子どもが好き、子どもの成長に携わりたい保育士は女性だけでなく男性も感じるものです。
保育士資格を取得する男性が増え、ベビーシッターとしても男性が増え始めています。
しかし、私がベビーシッターを提供する企業へ説明会に行った時のこと。
担当者から「ベビーシッターは女性でないと務まらない。
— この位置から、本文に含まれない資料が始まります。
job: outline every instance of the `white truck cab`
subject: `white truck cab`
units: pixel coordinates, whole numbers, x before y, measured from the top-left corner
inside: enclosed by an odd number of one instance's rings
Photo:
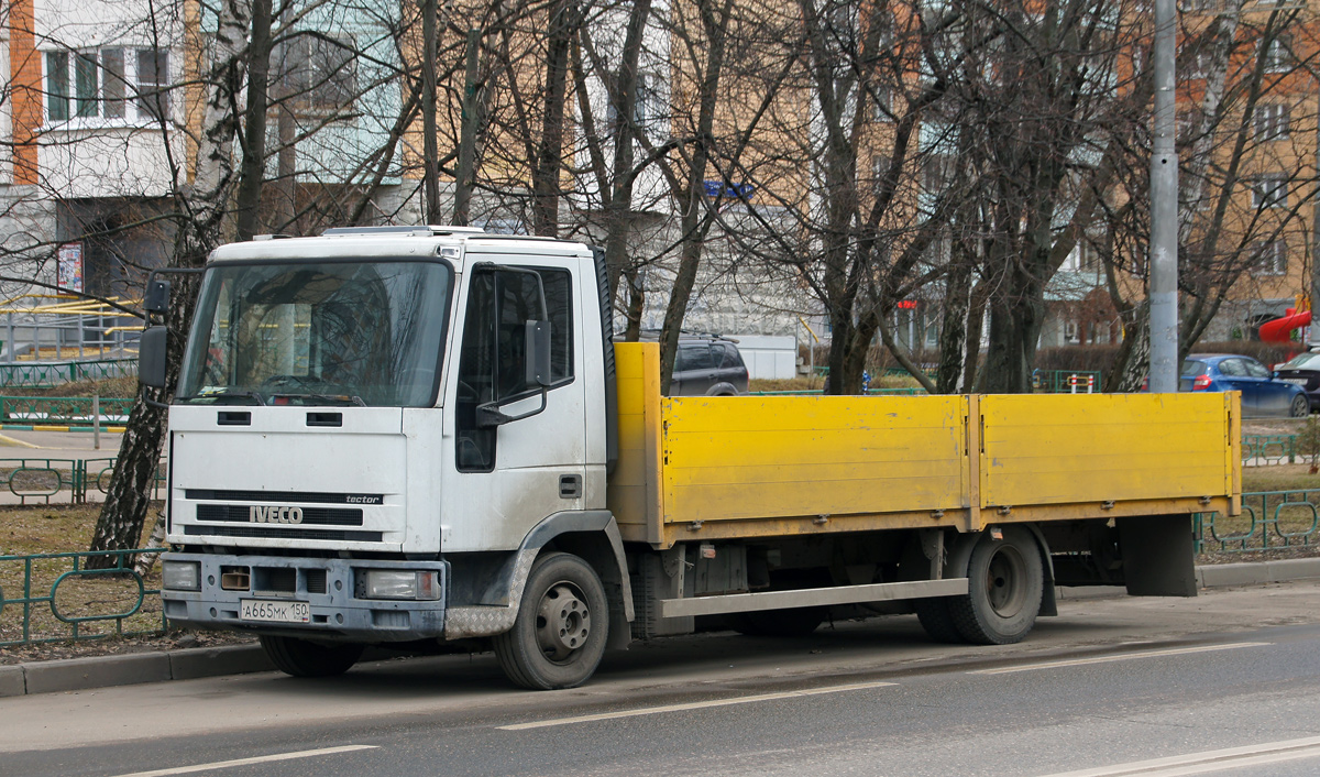
[[[1236,394],[665,398],[605,288],[582,243],[457,227],[218,248],[174,354],[166,617],[293,675],[461,641],[562,688],[715,618],[1007,644],[1055,585],[1195,596],[1192,515],[1241,511]]]
[[[213,252],[169,408],[169,620],[335,674],[364,644],[507,636],[549,558],[572,612],[504,663],[585,679],[631,620],[602,278],[581,243],[457,227]]]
男性を家庭にあげたいと思わない」という発言をされました。
説明を受けているのは全員女性ということもあり、その場で批判は起こりませんでした。
しかし、男性にしかない魅力があるのも事実です。
キッズラインでは男性ベビーシッターも活躍しており、インタビュー記事が掲載されていたことがあります。
私の記憶だと月30万円ほど稼いでいたような…。
男性でも大活躍できるというインタビュー記事であり、男女平等にベビーシッターとして働くことができるというものでした。
キッズラインは男性も女性も平等に働ける社会を目指していることがわかり、世間にアピールしているようにも捉えることができました。
しかし、事件を機に一転。
男性ベビーシッターの活動は停止されたのでインタビュー記事も現在は削除されています。
男性は犯罪を起こすかもしれないという見解の元、男性は活動できなくなってしまいました。
事件を起こしたのは男性です。
データからも男性が犯罪を起こす可能性があるということが示されています。
しかし、女性は犯罪を起こさないのでしょうか。
男性の活動を停止させたところで事は解決するのでしょうか。
今回、キッズラインは男性ベビーシッターに対して経済的補填を行うという方針を示しているようですが、経済的補填では補えない仕打ちのようにも捉えることができてしまいます。
男性保育士・男性ベビーシッターのよいところ
このままでは男性保育士や男性ベビーシッターが男女差別にあい、保育士やベビーシッターをやめてしまうかもしれません。
しかし、男性ならではの魅力があります。
①スポーツ遊び
子どもは外で遊ぶのが大好きです。
おいかけっこ、サッカー、キャッチボール…。
体力のある男性やスポーツが得意であれば、子どもも大喜びです。
子どもが楽しんでくれると保護者も喜んでくれます。
「また頼みたい」という保護者もいれば男性ベビーシッターが活躍を続けるきっかけともなります。
②防犯
近くに不審者がいたとしましょう。
体力のある男性であればすぐに子どもを抱っこして逃げることもできます。
子どもを守ってくれるという安心感から男性保育士・男性ベビーシッターが活躍することができます。
③お父さんっ子
お母さんとはなかなか相性が合わないのに、お父さんと相性が合う子どももいます。
同じように女性保育士や女性ベビーシッターとは全然相性が合わないのに、男性保育士や男性ベビーシッターと相性が合う子どももいます。
そういう子どもと巡り合えた時、「この仕事をしていてよかったな」と思うものです。
④父親が関わりやすい
子どものお迎えは必ずしも母親がくるとは限りません。
父親がきた場合、同性である男性保育士・男性ベビーシッターがいれば話しやすい環境になります。
相談にものってもらいやすいかもしれません。
⑤トイレサポート
男の子のトイレサポートで「ちょっと恥ずかしいから外で待ってて」と言われる女性ベビーシッターもしばしば…。
しかし、男性であれば同じ男性だからということで気を許しやすくなり、傍でトイレサポートを行うことができます。
(小児性愛者であれば少し危険ではありますが…)
一刻も早く男性が活躍できるような保育業界になってほしいと思います。